TL;DR: self-studying for N5 in December. instead of just grinding Minna and Anki, I sat a full timed mock to find my actual weak spots, and it changed what I focus on. is diagnosing weak spots and pacing actually worth it for N5, or does it just come down to hours?

for months I was studying N5 wrong and couldn't see it.

not lazy wrong. I put in the hours. Minna no Nihongo, Anki, head down, every day. the trouble is that grind never tells you if you're learning the right things or just the comfortable ones. you feel productive and have no idea if you're actually getting closer.

then I read on here that you should sit a full mock now and then, just to see where you really stand. so I tried one under real conditions. (I used the unagibun sim, found it through the renshuu server.) full timing, the works.

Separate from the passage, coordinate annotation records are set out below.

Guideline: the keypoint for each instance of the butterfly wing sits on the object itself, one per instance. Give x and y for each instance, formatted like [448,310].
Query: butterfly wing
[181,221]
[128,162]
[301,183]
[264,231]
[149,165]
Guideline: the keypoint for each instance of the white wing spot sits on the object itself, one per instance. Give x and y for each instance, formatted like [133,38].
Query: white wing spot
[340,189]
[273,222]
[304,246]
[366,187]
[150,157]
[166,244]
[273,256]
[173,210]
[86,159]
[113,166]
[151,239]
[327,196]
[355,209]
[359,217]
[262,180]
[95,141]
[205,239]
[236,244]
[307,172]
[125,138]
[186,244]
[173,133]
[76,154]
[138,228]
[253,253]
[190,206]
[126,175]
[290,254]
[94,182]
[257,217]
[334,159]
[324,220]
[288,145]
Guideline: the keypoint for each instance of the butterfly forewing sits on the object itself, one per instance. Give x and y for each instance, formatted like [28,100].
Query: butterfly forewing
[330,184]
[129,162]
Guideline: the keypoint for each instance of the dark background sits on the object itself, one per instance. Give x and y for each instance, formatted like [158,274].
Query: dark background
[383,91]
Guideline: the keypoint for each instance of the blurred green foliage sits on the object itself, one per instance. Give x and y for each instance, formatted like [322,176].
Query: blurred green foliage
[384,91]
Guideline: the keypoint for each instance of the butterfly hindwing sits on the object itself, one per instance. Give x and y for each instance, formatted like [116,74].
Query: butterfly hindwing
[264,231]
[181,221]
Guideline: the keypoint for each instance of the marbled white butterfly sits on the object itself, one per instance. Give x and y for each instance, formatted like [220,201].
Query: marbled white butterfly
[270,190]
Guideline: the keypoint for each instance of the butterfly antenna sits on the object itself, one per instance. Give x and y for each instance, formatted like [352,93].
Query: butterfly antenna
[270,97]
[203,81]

the score was fine. the breakdown was the gut punch. it barely cared about my grammar. what it flagged was how I take the test. I used basically all my allowed time and still missed questions, which isn't rushing, it's slow processing. and my weakest spot wasn't vocab, it was reading comprehension, actually pulling meaning out of longer passages. (dropped a screenshot of the timing breakdown if anyone's curious.)

so I stopped grinding random decks. now I do timed reading drills and redo sections against the clock to fix the pacing, plus targeted review on the exact weak points it surfaced.

here's where I want a gut check. I'm self-taught, the test is still months out, and I haven't sat the real one. for those who've passed N5, did diagnosing your weak spots and timing actually move the needle, or did it come down to raw hours in the end?